A new report reinforces what many New Englanders have known for years: that the region can be a difficult place to find rental housing, especially for young people or workers making minimum wage or just above.

“It’s something everyone my age kind of understands,” said Adam Ceely, a 24-year-old who graduated from the University of Vermont 18 months ago.

Ceely has a job he likes—making sails for boats—but to stay in the Burlington area on his budget, it took finding five roommates to get his rent under $500 a month.

“A single bedroom on my own—I kind of knew that wasn’t going to happen,” Ceely told necn.

The high cost of rental housing is a familiar challenge in Vermont.
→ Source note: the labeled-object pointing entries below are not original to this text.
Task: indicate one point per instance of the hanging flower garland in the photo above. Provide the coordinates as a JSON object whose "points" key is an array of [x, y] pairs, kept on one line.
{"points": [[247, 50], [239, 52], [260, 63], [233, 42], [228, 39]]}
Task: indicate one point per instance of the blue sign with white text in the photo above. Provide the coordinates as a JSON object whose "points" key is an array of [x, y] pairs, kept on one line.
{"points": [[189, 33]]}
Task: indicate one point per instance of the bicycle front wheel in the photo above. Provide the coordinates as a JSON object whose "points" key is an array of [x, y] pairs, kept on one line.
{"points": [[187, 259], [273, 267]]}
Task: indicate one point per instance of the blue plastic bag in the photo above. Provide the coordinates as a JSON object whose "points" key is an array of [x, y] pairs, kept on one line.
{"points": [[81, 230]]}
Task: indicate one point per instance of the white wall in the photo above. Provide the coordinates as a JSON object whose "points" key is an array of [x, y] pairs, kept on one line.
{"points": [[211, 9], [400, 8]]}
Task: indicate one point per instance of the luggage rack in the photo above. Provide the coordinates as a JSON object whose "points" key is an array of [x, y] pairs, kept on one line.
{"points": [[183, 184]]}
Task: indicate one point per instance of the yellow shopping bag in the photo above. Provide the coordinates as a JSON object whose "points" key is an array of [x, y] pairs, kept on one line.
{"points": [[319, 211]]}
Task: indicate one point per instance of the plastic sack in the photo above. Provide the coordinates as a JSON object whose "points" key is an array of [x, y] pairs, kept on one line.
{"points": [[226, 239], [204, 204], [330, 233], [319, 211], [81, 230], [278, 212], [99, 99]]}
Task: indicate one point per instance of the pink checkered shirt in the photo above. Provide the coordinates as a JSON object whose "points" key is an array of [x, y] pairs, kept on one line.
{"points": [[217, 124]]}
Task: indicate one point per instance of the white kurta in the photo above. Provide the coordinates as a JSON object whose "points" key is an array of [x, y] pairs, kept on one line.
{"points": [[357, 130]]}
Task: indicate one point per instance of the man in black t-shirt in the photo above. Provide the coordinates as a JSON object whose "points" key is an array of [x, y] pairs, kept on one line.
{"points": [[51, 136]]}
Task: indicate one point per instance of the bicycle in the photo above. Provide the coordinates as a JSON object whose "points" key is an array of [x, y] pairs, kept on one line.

A report released Thursday by the National Low Income Housing Coalition and the Vermont Affordable Housing Coalition called the state the thirteenth most expensive in the nation for renters, with the problem most acute in the Burlington area.

The new report said full-time workers near Burlington would need to make $26.83 an hour to afford a modest, two-bedroom apartment and utilities in order to have that housing cost be no more than thirty percent of their income.

The national number for that housing goal is $21.21, according to the report from the National Low Income Housing Coalition.

The study also showed Vermont, New Hampshire, Maine, Massachusetts, and Connecticut are on the list of the toughest 10 places when it comes to the gap between a renter’s average wage and the wage they’d need for what the report considers rent at fair market value.

“Things are not getting better,” said Erhard Mahnke of the Vermont Affordable Housing Coalition. “I think one of the side effects is that young people are unable to save, or have a lot of challenges saving for, say, their first home or for starting a family.”

Mahnke said he is optimistic, though, after the state’s Republican governor, Phil Scott, and Democratic leadership in the Vermont Legislature have all said affordable housing is a priority.

As for Adam Ceely, he said he is about to move to Rhode Island for a new job, and hopes his housing dollars go farther there.